Gold futures held above US$1,500 an ounce despite a second daily loss, while silver closed near a 14-month high.

Both metals have rallied amid worries about the global economic outlook and as central banks around the world continue to cut interest rates. The ongoing trade war between the U.S. and China has also increased demand for haven assets, with traders and analysts in Bloomberg’s weekly survey mostly bullish on their outlook for gold.

Gold futures for December delivery settled 0.1 per cent lower at US$1,508.50 an ounce at 1:31 p.m. on the Comex in New York, paring its gain to 3.5 per cent this week, the biggest such increase since June. Silver futures for September delivery posted a 4.1 per cent rise this week. The metal, which closed at US$16.931 on Friday, touched US$17.26 two days earlier. That was the highest price for the cheaper precious metal since mid-June 2018.

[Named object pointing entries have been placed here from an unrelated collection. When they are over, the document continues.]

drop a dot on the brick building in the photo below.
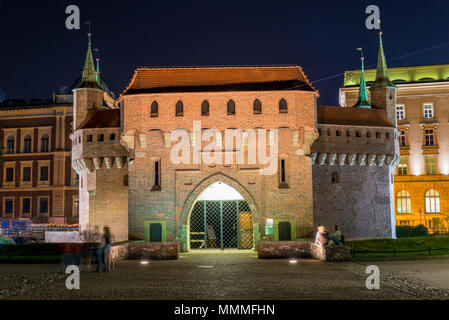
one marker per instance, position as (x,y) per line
(422,111)
(124,154)
(36,178)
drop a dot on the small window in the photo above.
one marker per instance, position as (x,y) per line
(257,106)
(43,205)
(335,177)
(10,145)
(179,109)
(26,174)
(429,137)
(205,108)
(27,144)
(26,205)
(400,112)
(45,143)
(428,110)
(9,206)
(231,107)
(402,167)
(154,109)
(44,173)
(9,174)
(283,107)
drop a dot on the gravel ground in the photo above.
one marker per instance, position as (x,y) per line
(402,280)
(224,276)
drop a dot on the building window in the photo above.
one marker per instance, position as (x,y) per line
(27,144)
(402,139)
(400,112)
(156,176)
(257,107)
(432,201)
(428,110)
(26,174)
(404,202)
(431,165)
(335,177)
(179,109)
(402,167)
(154,109)
(231,107)
(43,206)
(45,143)
(26,206)
(10,145)
(205,108)
(283,107)
(9,177)
(8,208)
(44,173)
(429,137)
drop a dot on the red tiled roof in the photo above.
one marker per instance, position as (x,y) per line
(169,77)
(353,117)
(101,119)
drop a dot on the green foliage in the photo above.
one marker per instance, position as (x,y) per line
(410,232)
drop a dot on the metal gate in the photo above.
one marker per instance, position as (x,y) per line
(221,225)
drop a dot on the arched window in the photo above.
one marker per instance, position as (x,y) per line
(179,109)
(283,107)
(403,202)
(205,108)
(432,201)
(257,106)
(231,107)
(154,109)
(10,145)
(44,143)
(27,144)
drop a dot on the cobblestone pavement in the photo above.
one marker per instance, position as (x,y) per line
(215,276)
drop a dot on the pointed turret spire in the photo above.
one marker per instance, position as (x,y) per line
(362,101)
(89,76)
(382,79)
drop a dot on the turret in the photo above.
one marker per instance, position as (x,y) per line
(383,91)
(88,94)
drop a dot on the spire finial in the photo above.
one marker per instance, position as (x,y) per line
(362,100)
(89,76)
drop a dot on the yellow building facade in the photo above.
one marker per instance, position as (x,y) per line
(422,113)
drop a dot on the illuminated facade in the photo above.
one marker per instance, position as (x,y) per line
(422,111)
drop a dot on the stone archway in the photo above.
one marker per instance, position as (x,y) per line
(203,185)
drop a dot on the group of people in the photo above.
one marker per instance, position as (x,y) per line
(98,249)
(323,238)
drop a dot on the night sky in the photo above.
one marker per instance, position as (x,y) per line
(38,55)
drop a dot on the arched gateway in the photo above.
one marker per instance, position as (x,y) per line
(219,214)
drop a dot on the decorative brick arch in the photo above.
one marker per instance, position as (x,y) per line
(206,183)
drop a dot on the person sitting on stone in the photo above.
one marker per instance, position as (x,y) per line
(336,237)
(322,237)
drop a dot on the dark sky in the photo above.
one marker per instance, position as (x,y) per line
(38,54)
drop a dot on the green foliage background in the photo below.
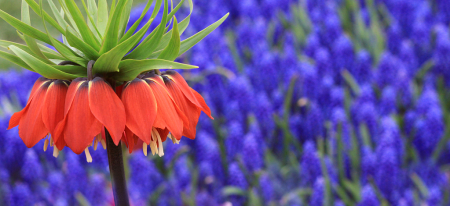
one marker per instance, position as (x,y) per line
(7,32)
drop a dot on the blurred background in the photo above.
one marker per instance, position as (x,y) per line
(315,103)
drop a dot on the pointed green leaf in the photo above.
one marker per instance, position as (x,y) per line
(36,52)
(175,10)
(109,61)
(87,50)
(64,50)
(47,51)
(41,67)
(24,28)
(130,69)
(93,11)
(58,15)
(112,32)
(151,42)
(70,69)
(14,59)
(171,51)
(25,13)
(32,44)
(166,38)
(91,21)
(125,17)
(47,17)
(137,22)
(69,16)
(102,18)
(85,32)
(193,40)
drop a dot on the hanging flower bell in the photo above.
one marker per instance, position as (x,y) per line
(75,103)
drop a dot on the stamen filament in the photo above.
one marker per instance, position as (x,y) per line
(88,155)
(103,143)
(55,152)
(144,148)
(45,145)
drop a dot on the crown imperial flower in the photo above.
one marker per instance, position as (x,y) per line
(75,103)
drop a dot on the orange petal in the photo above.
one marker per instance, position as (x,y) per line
(31,126)
(168,114)
(53,109)
(15,119)
(70,96)
(81,126)
(163,133)
(119,90)
(140,108)
(39,82)
(189,109)
(60,143)
(107,108)
(73,88)
(188,91)
(131,139)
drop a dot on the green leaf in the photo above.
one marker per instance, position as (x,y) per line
(102,18)
(92,23)
(47,17)
(175,10)
(36,52)
(59,16)
(14,59)
(151,42)
(112,32)
(47,51)
(130,69)
(109,61)
(70,69)
(28,40)
(25,28)
(69,16)
(125,17)
(64,50)
(93,12)
(181,27)
(87,50)
(41,67)
(25,13)
(137,22)
(85,32)
(193,40)
(171,51)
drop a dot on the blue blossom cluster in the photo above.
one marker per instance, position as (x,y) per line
(315,103)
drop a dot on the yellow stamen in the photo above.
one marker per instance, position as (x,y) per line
(153,145)
(103,143)
(88,155)
(161,149)
(95,144)
(55,152)
(174,140)
(144,148)
(45,145)
(51,141)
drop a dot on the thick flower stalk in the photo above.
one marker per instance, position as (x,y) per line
(76,104)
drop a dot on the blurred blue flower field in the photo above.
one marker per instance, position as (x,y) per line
(334,102)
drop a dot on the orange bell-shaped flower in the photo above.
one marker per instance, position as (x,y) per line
(189,101)
(151,114)
(44,110)
(90,106)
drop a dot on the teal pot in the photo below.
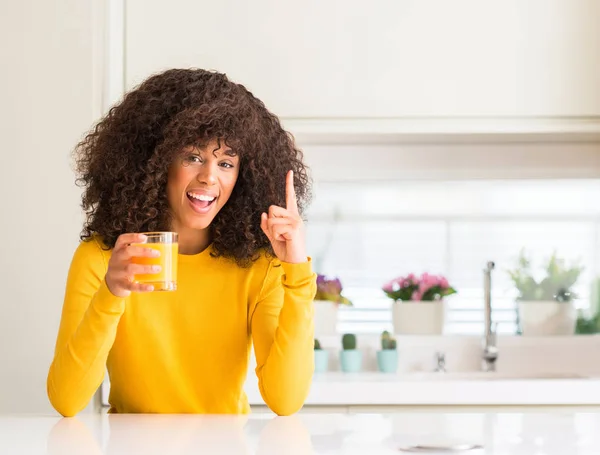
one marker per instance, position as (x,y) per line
(387,360)
(321,360)
(351,360)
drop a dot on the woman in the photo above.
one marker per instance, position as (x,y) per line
(191,152)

“The genie is out of the bottle, and all the people waiting on the sidelines are rushing to buy,” said Adrian Day, president of Adrian Day Asset Management. “Clearly, at some point, the stock market will turn around, the U.S. and China could even make a trade agreement, and things will calm down. Then we shall see some profit-taking, but for now, I think gold will continue to rise.”

Further signs of a global economic slowdown were evident on Friday as the U.K. unexpectedly registered its first economic contraction since the aftermath of the financial crisis. In the U.S., a measure of underlying U.S. producer prices fell in July for the first drop since early 2017, adding to signs of muted inflation that may reinforce the case for further Federal Reserve easing. The S&P 500 index fell as investors again fretted over an escalation of trade tensions with China.

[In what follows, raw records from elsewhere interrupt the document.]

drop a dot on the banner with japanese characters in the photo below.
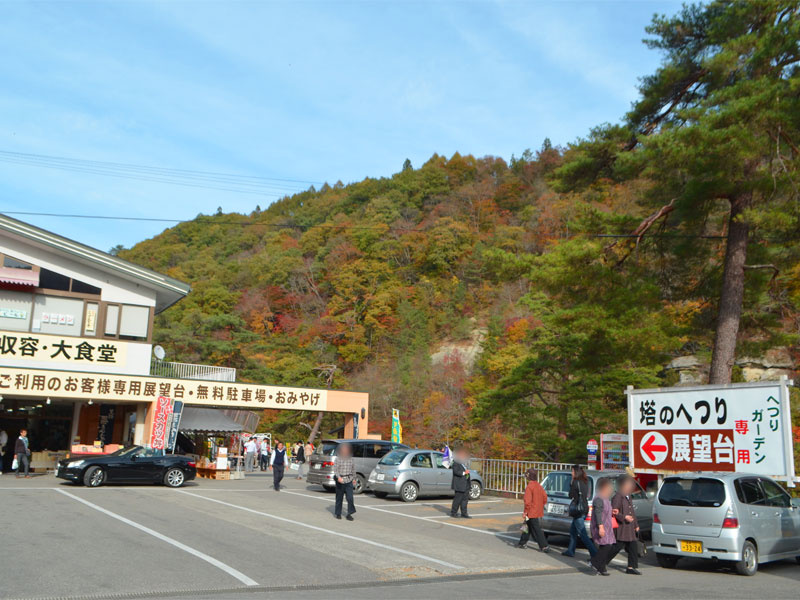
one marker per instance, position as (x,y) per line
(36,347)
(104,387)
(739,427)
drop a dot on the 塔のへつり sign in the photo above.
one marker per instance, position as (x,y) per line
(738,427)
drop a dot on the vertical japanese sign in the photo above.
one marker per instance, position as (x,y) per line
(397,428)
(739,427)
(174,424)
(105,425)
(163,410)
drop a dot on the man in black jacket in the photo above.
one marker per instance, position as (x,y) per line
(23,452)
(460,485)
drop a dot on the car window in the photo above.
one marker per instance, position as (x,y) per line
(701,491)
(422,460)
(775,494)
(375,450)
(326,448)
(749,492)
(638,493)
(394,458)
(438,460)
(557,484)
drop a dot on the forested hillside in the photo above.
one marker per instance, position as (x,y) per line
(521,258)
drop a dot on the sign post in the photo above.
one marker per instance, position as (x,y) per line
(742,427)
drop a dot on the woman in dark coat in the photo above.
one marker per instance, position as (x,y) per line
(628,526)
(579,491)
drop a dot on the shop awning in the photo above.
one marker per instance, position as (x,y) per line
(207,420)
(19,276)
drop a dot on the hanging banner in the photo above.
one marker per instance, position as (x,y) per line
(174,424)
(105,426)
(397,428)
(739,427)
(163,410)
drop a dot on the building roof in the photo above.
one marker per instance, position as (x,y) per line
(207,420)
(168,290)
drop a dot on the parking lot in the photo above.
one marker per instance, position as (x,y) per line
(224,538)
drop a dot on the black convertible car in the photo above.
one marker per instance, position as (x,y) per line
(134,464)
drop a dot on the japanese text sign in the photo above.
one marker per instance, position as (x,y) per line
(77,351)
(739,427)
(129,388)
(161,417)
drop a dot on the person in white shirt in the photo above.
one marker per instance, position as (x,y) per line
(249,454)
(265,452)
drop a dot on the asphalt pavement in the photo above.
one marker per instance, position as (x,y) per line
(241,539)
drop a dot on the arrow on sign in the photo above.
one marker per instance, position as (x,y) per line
(649,447)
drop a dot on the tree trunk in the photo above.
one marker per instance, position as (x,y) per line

Investors are continuing to flood into exchange-traded funds backed by gold, with holdings extending gains to the highest since March 2013. Silver ETFs have also seen large inflows this week, hovering near the highest on record. Goldman Sachs Group Inc. sees the growth in ETF investment as a key factor behind the bank’s forecast that gold will climb to US$1,600 over the next six months.

In other precious metals, platinum futures declined on the New York Mercantile Exchange, while palladium futures rose.